Ruth Page; Had Long Dance Career
CHICAGO - Ruth Page, 92, a world-renowned choreographer who reigned as the grand dame of dance in Chicago, died yesterday.
She is the third major dance figure to have died in the past month, after English ballerina Margot Fonteyn and modern-dance pioneer Martha Graham.
Ms. Page, who choreographed more than 100 ballets, began her professional dance career at age 15.
The daughter of an Indianapolis doctor whose mother played piano as she danced to entertain family visitors, Ms. Page had a career that spanned several decades.

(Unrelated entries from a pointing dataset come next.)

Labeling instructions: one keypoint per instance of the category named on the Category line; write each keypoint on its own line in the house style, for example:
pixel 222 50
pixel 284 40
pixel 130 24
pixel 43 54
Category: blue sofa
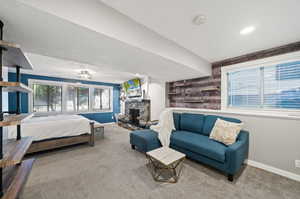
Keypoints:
pixel 191 137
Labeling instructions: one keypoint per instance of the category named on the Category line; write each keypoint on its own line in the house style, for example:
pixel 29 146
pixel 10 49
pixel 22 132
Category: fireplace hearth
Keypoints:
pixel 137 114
pixel 134 116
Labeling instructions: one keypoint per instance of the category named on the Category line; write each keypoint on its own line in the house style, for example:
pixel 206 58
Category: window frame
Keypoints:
pixel 93 100
pixel 61 94
pixel 64 86
pixel 266 62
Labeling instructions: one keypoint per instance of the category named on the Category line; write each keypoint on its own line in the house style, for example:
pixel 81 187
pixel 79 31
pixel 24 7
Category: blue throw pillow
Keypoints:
pixel 210 121
pixel 192 122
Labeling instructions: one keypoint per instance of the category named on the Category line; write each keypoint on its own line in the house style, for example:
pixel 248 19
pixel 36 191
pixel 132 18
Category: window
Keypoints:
pixel 50 96
pixel 101 99
pixel 77 99
pixel 275 86
pixel 47 98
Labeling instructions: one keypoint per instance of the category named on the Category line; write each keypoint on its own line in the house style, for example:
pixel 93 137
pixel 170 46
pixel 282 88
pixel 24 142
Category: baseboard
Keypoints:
pixel 108 123
pixel 271 169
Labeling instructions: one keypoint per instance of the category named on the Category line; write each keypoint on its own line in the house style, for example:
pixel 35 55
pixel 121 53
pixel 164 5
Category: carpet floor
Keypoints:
pixel 112 170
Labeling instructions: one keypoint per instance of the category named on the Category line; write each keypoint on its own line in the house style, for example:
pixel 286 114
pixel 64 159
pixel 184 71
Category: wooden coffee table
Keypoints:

She had seen Anna Pavlova's company perform when she was 5. "After my mother took me to see Pavlova in Indianapolis, I never wanted to be anything but a dancer and a choreographer," Ms. Page recalled in 1977.
Ms. Page was a soloist for the Metropolitan Opera ballet corps in New York, where she had moved in 1914 with the encouragement of her mother to study dance.
During a tour in Chicago, Ms. Page met a young lawyer, Thomas Fisher, who later became her husband. He died in 1969. She wrote two books, "Page by Page" and "Class."
In 1970, Ms. Page founded the Ruth Page School of Dance, which has about 300 students.
She is survived by her second husband, French-born costume and scenery designer Andre Delfau, whom she married in 1983.